Kafka Related Pipelines

Kakfa widgets are available under the Stream Analytics. You can create kafka pipelines by using different kafka widgets like Kafka Source, Kafka Sink, Kafka Consumer, Kafka Producer, Kafka Monitor and a newly added widget called Kafka Windowing.

The following image illustrates the Kafka related pipelines:

Figure 11-79 Kafka related pipelines


Kafka related pipelines

The Kafka Consumer, Kafka Producer, Kafka Transform and Kafka Monitor widgets can be utilized in a pipeline in the following sequence
  1. Kafka Consumer
  2. Kafka Transform
  3. Kafka Producer
  4. Kafka Monitor

Create a Pipeline by Using the Kafka Widgets

Note:

The Kafka Input and Kafka Output topics that are created under the Kafka Topics screen must be mapped to the workspace for user to select it when creating pipelines.

Kafka Source

When you click the Kafka Source widget, the following manadatory parameters must be provided:

Figure 11-80 Kafka Source


Kafka Source

Table 11-18 Mandatory Parameters

Parameter Description
Input Topic Select the input topic.
Auto Offset Reset Select either of the two options:
  • Earliest- This displays the earliest starting data
  • Latest- This displays the latest data.
Enable auto commit Select either True or False.
Consumer Timeout(ms) Provide timeout time in milli seconds.
Group ID Provide any group ID (any data).
Transformation script Provide a script. For example, the following is the script of how data will be printed to the file:

import pandas as pd

data_out= { "Msg": data_prev}

pd.DataFrame(data_out).to_csv("/scratch/ofsaaapp/kafka/output/data_out.csv", sep='\t')

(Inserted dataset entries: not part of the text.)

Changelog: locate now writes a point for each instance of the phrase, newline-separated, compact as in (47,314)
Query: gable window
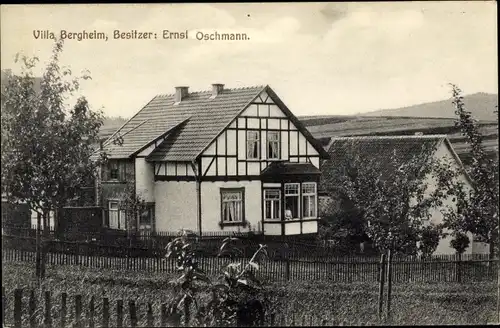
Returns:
(292,203)
(253,145)
(272,200)
(273,145)
(116,216)
(113,170)
(232,206)
(309,200)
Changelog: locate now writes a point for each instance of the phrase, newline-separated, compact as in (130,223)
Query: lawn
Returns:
(305,302)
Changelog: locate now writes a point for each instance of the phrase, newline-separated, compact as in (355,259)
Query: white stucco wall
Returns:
(175,207)
(211,205)
(144,183)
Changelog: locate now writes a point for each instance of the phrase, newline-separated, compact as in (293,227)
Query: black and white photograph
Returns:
(250,164)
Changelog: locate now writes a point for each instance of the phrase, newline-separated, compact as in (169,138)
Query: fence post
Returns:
(119,313)
(91,312)
(381,285)
(32,308)
(150,315)
(48,317)
(287,265)
(4,301)
(163,315)
(133,313)
(18,296)
(389,285)
(64,296)
(78,310)
(105,312)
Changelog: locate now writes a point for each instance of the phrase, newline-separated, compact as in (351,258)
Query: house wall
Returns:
(175,206)
(211,205)
(227,155)
(444,247)
(144,179)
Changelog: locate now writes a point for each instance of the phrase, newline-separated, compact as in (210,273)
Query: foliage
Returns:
(429,240)
(394,198)
(233,297)
(46,146)
(309,301)
(460,242)
(476,208)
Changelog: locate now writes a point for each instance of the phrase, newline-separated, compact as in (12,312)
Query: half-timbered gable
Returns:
(225,159)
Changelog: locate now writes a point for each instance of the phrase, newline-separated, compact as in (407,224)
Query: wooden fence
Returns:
(355,269)
(22,308)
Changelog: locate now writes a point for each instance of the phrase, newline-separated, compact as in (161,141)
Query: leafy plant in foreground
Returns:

In order to utilize the Kafka Source in a pipeline, an additional python paragraph must be added after the Kafka Source widget. The following is an example of the python script:

%python

import pandas as pd

# Sample data with Name and Gender columns

data = {

'start': [1,1],

'end':[11,10],

'avg_amount':[100,124],

'count':[12,11]

}

# Create the DataFrame

df = pd.DataFrame(data)

print (df)

Kafka Sink

When you click the Kafka Sink widget, the following manadatory parameters must be provided:

Figure 11-81 Kafka Sink


Kafka Sink

Table 11-19 Mandatory Parameters

Parameter Description
Output Topic Select the output topic.
Input Dataframe Provide a value in this parameter.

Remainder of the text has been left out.